Inoltre, «la strumentalizzazione del movimento Babylon ha giocato un ruolo nell’intrappolare alcuni vescovi con il denaro, il potere, e la tentazione di leadership», afferma il patriarca. Le Brigate Babylon non sono riuscite a controllare la Chiesa caldea, assicura il cardinale Sako, ma hanno giocato un ruolo fondamentale nello spingere il presidente della Repubblica a ritirare il decreto che riconosceva i ruolo della Chiesa caldea: decisione definita un «assassinio morale». Sako, in questa Chiesa sotto scacco, indica tre gruppi di vescovi: gli indifferenti, i sottomessi alla Brigate Babylon – a cui la folla ha gridato: «traditore, traditore» – e, infine, i «pastori coraggiosi» che «non accettano ingiustizie e compromessi con la verità».

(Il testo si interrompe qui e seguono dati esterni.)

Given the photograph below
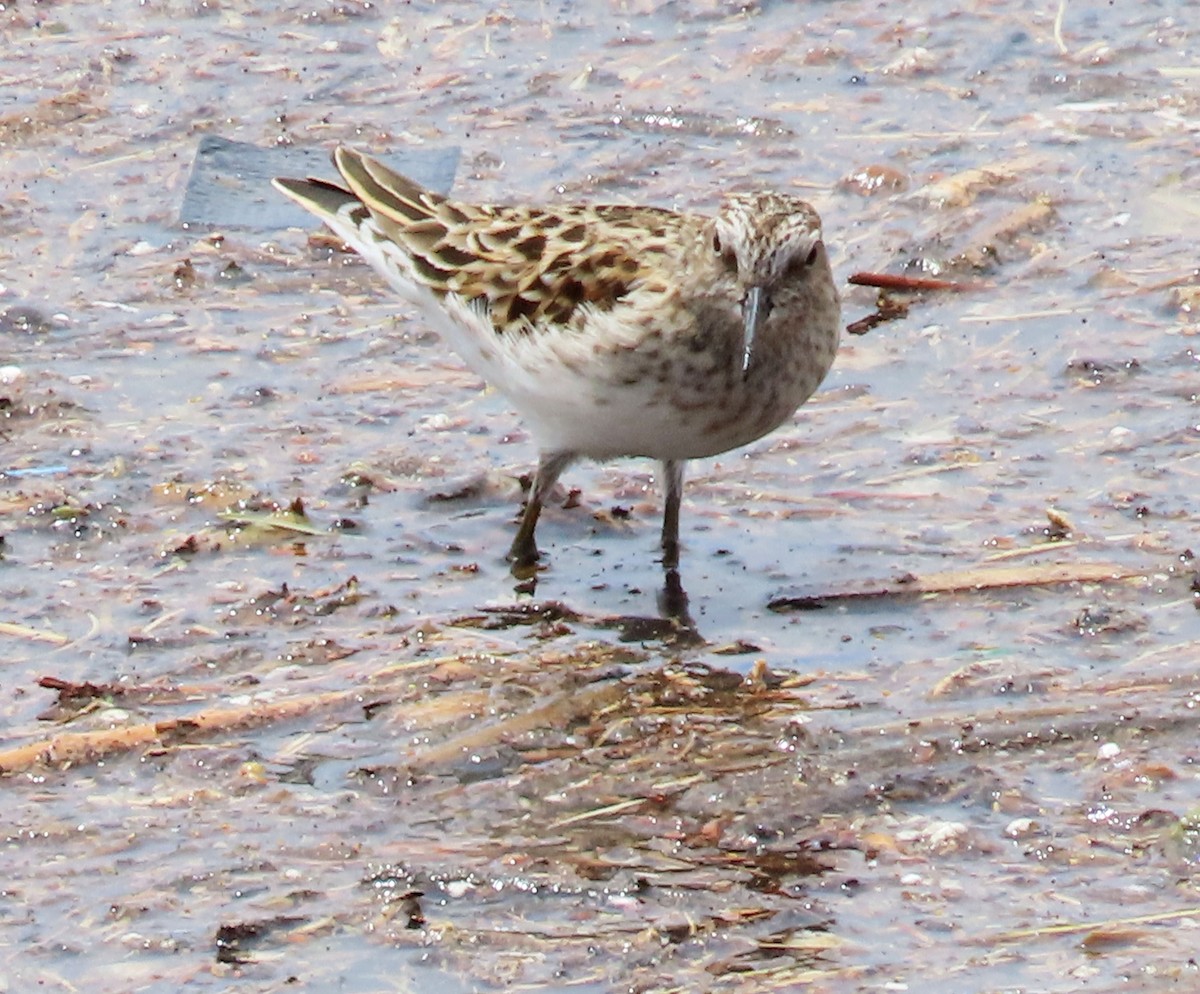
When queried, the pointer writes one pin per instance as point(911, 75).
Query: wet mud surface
point(925, 712)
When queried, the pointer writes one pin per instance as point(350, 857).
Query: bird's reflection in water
point(673, 626)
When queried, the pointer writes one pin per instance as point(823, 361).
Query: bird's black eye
point(726, 252)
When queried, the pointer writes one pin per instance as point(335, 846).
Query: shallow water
point(585, 800)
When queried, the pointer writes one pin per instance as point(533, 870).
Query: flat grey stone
point(231, 181)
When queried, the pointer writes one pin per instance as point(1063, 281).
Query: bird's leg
point(672, 489)
point(523, 552)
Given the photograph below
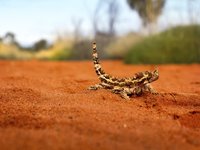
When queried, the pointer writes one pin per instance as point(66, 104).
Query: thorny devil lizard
point(136, 85)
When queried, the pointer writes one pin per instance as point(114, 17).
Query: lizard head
point(152, 75)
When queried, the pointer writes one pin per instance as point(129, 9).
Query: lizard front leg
point(149, 88)
point(95, 87)
point(101, 86)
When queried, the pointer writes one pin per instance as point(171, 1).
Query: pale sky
point(31, 20)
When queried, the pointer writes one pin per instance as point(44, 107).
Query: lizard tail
point(97, 66)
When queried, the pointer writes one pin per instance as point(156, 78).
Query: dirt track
point(45, 105)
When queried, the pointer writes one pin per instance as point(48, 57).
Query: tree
point(39, 45)
point(113, 13)
point(148, 10)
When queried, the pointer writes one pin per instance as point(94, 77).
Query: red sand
point(45, 105)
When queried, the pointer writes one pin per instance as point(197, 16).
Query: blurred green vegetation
point(176, 45)
point(60, 50)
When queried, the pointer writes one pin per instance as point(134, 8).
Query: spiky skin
point(126, 87)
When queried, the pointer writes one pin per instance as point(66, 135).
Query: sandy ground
point(46, 105)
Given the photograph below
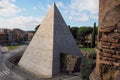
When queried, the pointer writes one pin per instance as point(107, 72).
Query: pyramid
point(53, 37)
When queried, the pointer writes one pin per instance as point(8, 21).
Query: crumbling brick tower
point(108, 47)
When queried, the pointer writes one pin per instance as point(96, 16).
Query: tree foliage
point(93, 36)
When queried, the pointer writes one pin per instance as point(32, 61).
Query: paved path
point(16, 74)
point(6, 73)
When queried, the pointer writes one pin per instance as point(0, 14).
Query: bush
point(87, 68)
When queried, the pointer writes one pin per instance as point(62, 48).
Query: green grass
point(88, 49)
point(12, 47)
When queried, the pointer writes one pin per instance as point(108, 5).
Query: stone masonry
point(108, 47)
point(53, 37)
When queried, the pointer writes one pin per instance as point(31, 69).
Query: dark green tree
point(93, 36)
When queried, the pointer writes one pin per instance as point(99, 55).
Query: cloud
point(34, 8)
point(22, 22)
point(85, 5)
point(82, 10)
point(8, 8)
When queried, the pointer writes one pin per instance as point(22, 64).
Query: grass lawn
point(12, 47)
point(88, 49)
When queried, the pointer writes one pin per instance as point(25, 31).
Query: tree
point(36, 28)
point(93, 36)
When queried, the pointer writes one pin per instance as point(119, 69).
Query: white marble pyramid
point(53, 37)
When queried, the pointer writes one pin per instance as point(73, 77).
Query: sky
point(27, 14)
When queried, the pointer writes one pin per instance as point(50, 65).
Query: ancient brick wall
point(108, 47)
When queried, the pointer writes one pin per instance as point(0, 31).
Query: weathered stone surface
point(108, 53)
point(53, 37)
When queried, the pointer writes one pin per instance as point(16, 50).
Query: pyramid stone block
point(53, 37)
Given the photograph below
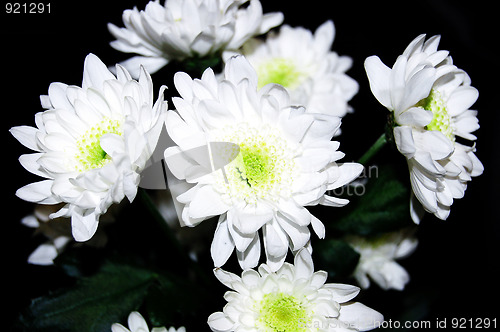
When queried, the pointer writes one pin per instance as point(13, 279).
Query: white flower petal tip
point(285, 160)
point(137, 323)
point(162, 33)
point(304, 64)
point(91, 143)
point(378, 259)
point(430, 100)
point(293, 297)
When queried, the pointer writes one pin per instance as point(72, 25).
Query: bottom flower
point(295, 298)
point(137, 323)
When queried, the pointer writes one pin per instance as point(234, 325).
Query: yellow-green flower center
point(280, 71)
point(90, 154)
point(441, 120)
point(264, 167)
point(281, 312)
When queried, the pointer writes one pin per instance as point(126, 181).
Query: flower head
point(286, 161)
point(303, 63)
point(377, 259)
point(295, 298)
point(91, 143)
point(185, 29)
point(137, 323)
point(430, 100)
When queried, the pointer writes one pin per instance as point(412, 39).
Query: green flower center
point(90, 154)
point(281, 71)
point(441, 120)
point(264, 167)
point(281, 312)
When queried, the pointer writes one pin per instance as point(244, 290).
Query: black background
point(456, 263)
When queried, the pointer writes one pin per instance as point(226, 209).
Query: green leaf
point(382, 205)
point(336, 257)
point(93, 304)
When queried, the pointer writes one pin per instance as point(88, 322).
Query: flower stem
point(372, 151)
point(162, 223)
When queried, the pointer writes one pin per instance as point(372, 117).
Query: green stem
point(162, 223)
point(372, 151)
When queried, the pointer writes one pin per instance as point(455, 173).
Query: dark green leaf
point(382, 205)
point(93, 304)
point(336, 257)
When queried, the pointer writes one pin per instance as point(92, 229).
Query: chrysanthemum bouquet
point(231, 169)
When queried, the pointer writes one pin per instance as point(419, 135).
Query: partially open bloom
point(303, 63)
point(430, 100)
point(286, 161)
point(91, 143)
point(377, 259)
point(137, 323)
point(186, 29)
point(295, 298)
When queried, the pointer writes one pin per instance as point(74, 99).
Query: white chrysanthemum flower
point(286, 162)
point(295, 298)
point(430, 99)
point(188, 28)
point(303, 63)
point(91, 143)
point(137, 323)
point(377, 259)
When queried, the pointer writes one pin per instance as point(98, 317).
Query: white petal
point(360, 316)
point(43, 255)
point(222, 244)
point(218, 321)
point(304, 266)
point(84, 225)
point(250, 257)
point(118, 328)
point(379, 78)
point(38, 192)
point(415, 116)
point(228, 279)
point(206, 203)
point(342, 292)
point(318, 227)
point(238, 68)
point(95, 73)
point(403, 135)
point(137, 322)
point(461, 100)
point(347, 172)
point(26, 135)
point(150, 64)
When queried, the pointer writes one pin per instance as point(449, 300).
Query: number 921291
point(27, 8)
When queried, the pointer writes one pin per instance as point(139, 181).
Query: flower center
point(441, 120)
point(281, 71)
point(281, 312)
point(90, 154)
point(264, 168)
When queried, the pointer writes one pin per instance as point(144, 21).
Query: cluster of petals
point(302, 301)
point(91, 143)
point(304, 64)
point(430, 100)
point(303, 169)
point(137, 323)
point(378, 257)
point(182, 29)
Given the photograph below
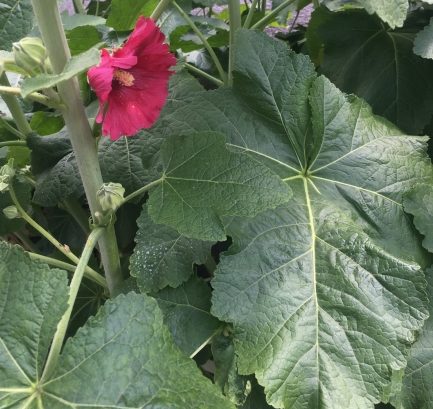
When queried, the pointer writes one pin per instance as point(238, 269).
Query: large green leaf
point(317, 282)
point(203, 181)
point(423, 44)
point(162, 256)
point(32, 300)
point(16, 20)
point(186, 312)
point(361, 56)
point(74, 66)
point(124, 13)
point(417, 390)
point(105, 364)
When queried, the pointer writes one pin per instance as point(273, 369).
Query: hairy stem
point(250, 15)
point(66, 266)
point(80, 133)
point(12, 143)
point(159, 9)
point(269, 17)
point(203, 74)
point(14, 106)
point(92, 274)
point(206, 45)
point(59, 336)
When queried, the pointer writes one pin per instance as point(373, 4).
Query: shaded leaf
point(16, 21)
point(162, 256)
point(363, 57)
point(203, 181)
point(73, 67)
point(34, 297)
point(423, 44)
point(186, 313)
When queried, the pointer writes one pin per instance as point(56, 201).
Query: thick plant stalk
point(83, 143)
point(235, 24)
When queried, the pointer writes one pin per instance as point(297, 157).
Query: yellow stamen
point(125, 78)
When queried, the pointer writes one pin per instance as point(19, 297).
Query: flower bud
point(7, 172)
point(30, 54)
point(11, 212)
point(110, 196)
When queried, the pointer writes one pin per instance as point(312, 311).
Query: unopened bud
point(11, 212)
point(30, 54)
point(7, 172)
point(110, 196)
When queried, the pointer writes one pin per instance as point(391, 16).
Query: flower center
point(123, 77)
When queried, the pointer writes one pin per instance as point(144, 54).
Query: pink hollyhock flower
point(131, 82)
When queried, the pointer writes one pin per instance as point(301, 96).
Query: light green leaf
point(106, 364)
point(419, 203)
point(186, 313)
point(360, 57)
point(162, 256)
point(423, 44)
point(203, 181)
point(80, 20)
point(318, 281)
point(16, 21)
point(124, 13)
point(33, 299)
point(73, 67)
point(417, 392)
point(392, 12)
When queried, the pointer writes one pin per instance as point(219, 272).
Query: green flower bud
point(7, 172)
point(30, 54)
point(11, 212)
point(110, 196)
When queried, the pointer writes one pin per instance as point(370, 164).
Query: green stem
point(60, 334)
point(203, 74)
point(235, 24)
point(14, 106)
point(63, 249)
point(159, 9)
point(206, 45)
point(11, 129)
point(74, 208)
point(98, 279)
point(250, 15)
point(79, 7)
point(142, 190)
point(80, 133)
point(269, 17)
point(34, 96)
point(13, 143)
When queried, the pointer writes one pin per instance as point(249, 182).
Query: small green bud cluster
point(31, 55)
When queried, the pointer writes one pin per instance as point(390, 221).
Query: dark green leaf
point(16, 21)
point(417, 392)
point(423, 44)
point(73, 67)
point(34, 297)
point(363, 57)
point(162, 256)
point(203, 181)
point(186, 313)
point(419, 203)
point(81, 39)
point(318, 281)
point(124, 13)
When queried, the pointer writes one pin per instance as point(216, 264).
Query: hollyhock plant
point(131, 82)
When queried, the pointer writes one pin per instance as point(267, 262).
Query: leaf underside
point(324, 293)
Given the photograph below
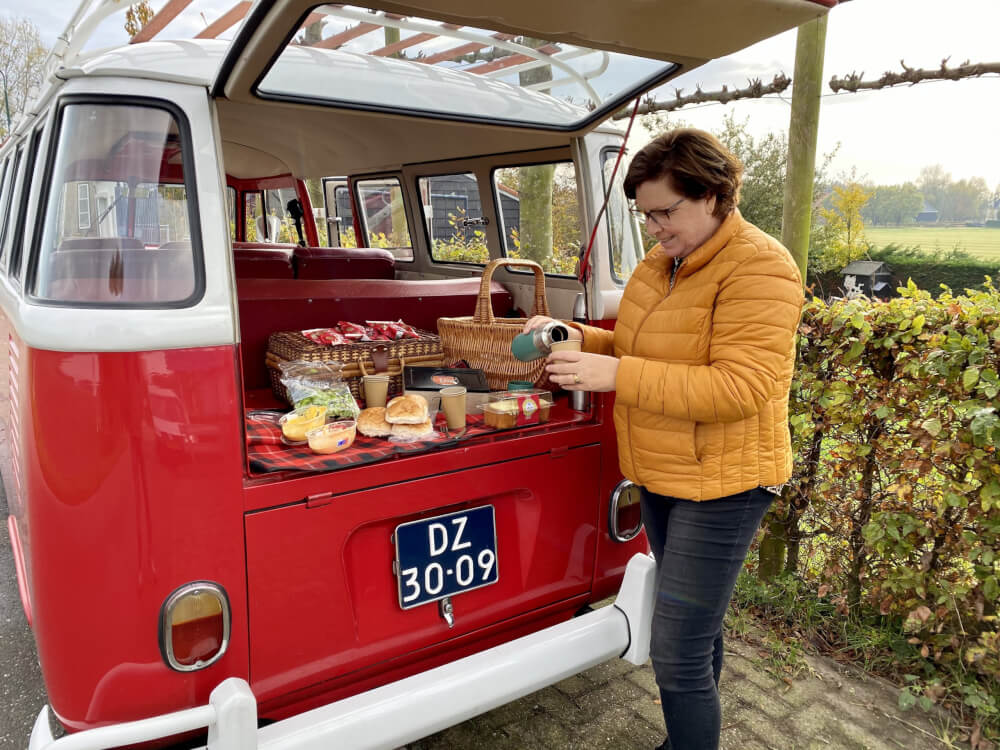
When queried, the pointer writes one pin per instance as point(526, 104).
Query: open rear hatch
point(352, 578)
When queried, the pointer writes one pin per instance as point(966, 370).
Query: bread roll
point(371, 422)
point(412, 431)
point(408, 409)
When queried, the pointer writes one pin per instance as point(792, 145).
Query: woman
point(701, 362)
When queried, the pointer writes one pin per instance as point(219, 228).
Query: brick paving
point(615, 706)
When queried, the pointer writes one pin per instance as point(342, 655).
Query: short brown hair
point(696, 164)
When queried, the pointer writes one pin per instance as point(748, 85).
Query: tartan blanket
point(268, 452)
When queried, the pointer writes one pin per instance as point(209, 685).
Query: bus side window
point(383, 215)
point(117, 223)
point(623, 234)
point(7, 201)
point(539, 207)
point(21, 209)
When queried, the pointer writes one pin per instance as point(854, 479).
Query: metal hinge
point(319, 500)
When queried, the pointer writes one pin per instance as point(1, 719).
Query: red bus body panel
point(133, 465)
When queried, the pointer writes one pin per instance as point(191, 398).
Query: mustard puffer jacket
point(701, 408)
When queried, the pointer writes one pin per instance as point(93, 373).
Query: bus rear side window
point(118, 222)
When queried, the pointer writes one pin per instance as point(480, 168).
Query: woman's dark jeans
point(699, 550)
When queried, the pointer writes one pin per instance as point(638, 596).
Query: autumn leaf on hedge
point(932, 426)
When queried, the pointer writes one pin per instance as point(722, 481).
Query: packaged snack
point(326, 336)
point(393, 329)
point(296, 424)
point(508, 409)
point(353, 331)
point(319, 384)
point(332, 437)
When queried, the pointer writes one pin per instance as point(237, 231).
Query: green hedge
point(955, 269)
point(894, 508)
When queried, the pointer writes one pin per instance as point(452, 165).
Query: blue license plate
point(445, 555)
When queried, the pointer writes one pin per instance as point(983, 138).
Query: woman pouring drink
point(700, 361)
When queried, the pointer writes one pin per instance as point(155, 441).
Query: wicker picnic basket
point(358, 358)
point(483, 340)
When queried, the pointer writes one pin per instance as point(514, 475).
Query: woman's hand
point(579, 371)
point(540, 320)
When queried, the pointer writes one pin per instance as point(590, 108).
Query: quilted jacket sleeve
point(596, 340)
point(753, 327)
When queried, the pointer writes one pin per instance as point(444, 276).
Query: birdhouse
point(872, 278)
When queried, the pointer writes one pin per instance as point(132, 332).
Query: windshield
point(410, 64)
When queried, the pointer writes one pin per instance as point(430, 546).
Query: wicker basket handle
point(484, 305)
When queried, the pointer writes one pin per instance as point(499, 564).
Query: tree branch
point(755, 90)
point(853, 82)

Una crisi che ha colpito anche la gente comune, poco addentro alle questioni politiche: «Come dice la Bibbia: percuoterò il pastore e saranno disperse le pecore del gregge. Hanno colpito la spina dorsale di Qaraqosh», afferma padre Giorgio Jahola commentando la “cattività avignonese” ad Erbil del patriarca. «Quello che è in atto è un progetto di cambiamento demografico, come già avvenuto nella vicina Bartella dove adesso il 60% degli abitanti sono musulmani. Ma io me ne andrò da qui solo dopo che l’ultimo cristiano avrà abbandonato Qaraqosh».